En su lugar, lo que el cine debería haber hecho es segmentar su audience en grupos, basándose en las compras anteriores y la fidelidad. De este modo, podría haber ofrecido localidades más caras y de mayor calidad a los verdaderos cinéfilos, entradas en venta anticipada a los consumidores que disfrutan con los éxitos de taquilla que agotan las entradas y paquetes de entradas para los cazadores de gangas y los cinéfilos ocasionales.
También podrían aplicarse estrategias similares a otros sectores. Las tiendas de comestibles, por ejemplo, podrían ofrecer entregas superrápidas a los compradores frecuentes, u ofertas exclusivas en productos de existencias limitadas. Las tiendas de bricolaje, por su parte, podrían ofrecer cursos de formación digital complementarios relacionados con lo que el cliente está comprando (por ejemplo, consejos para colgar para quienes compran papel pintado).
En última instancia, la fijación de precios basada en el comportamiento no es un vehículo para vender a un precio más alto, per se, sino más bien para vender de forma más inteligente, comprendiendo mejor las necesidades del cliente, y eso es algo en lo que todas las marcas deben empezar a pensar.
5 formas de iniciarse en la tarificación basada en el comportamiento
Acertar con la tarificación basada en el comportamiento no es fácil, pero las tácticas adecuadas pueden mejorar las experiencias personalizadas e impulsar la fidelización. Para hacerlo bien, es necesario:
- Ponga en orden su first-party data. Asegúrese de que entiende qué hará que sus clientes gasten potencialmente más o menos dinero con su empresa. Si no sabe el qué - y el por qué - debe centrarse en mejorar su recogida de data y su madurez de data.
- Comience por flexibilizar los precios en línea - tendrá una mejor forma de hacer un seguimiento de los resultados, realizar pruebas A/B y mitigar los riesgos.

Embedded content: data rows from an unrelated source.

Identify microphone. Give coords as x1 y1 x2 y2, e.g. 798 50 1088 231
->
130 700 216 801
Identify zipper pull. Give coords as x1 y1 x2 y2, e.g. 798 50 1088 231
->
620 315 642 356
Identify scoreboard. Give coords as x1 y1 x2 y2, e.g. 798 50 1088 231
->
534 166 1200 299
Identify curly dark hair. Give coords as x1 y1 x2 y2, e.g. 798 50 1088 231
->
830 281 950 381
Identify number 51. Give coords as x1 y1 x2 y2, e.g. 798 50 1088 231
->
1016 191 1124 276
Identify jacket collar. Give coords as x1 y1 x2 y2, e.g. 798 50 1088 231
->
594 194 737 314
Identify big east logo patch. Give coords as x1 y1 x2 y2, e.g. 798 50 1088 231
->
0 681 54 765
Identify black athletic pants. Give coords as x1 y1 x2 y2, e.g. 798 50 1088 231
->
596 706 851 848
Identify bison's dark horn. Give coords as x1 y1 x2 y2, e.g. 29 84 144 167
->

- Diríjase primero a los clientes menos sensibles a los precios. Es más fácil probar el concepto de fijación de precios basada en el comportamiento en un grupo que valora más la calidad y el servicio que el precio.
- Construya una hoja de ruta targeting. En cuanto empiece a tener éxito con la fijación de precios basada en el comportamiento en línea para sus grupos de primer nivel, pivote hacia la optimización de otros recorridos de los clientes. Entrene poco a poco a sus equipos para que se centren en optimizar las ventas (es decir, en vender mejor) frente a limitarse a vender más.
- Nunca deje de perfeccionarse. Un viaje del cliente impulsado por los precios nunca está “hecho”. Siempre hay formas de mejorar sus métodos targeting. Utilice metodologías de “mejora continua” para perfeccionar su enfoque de fijación de precios en función del comportamiento.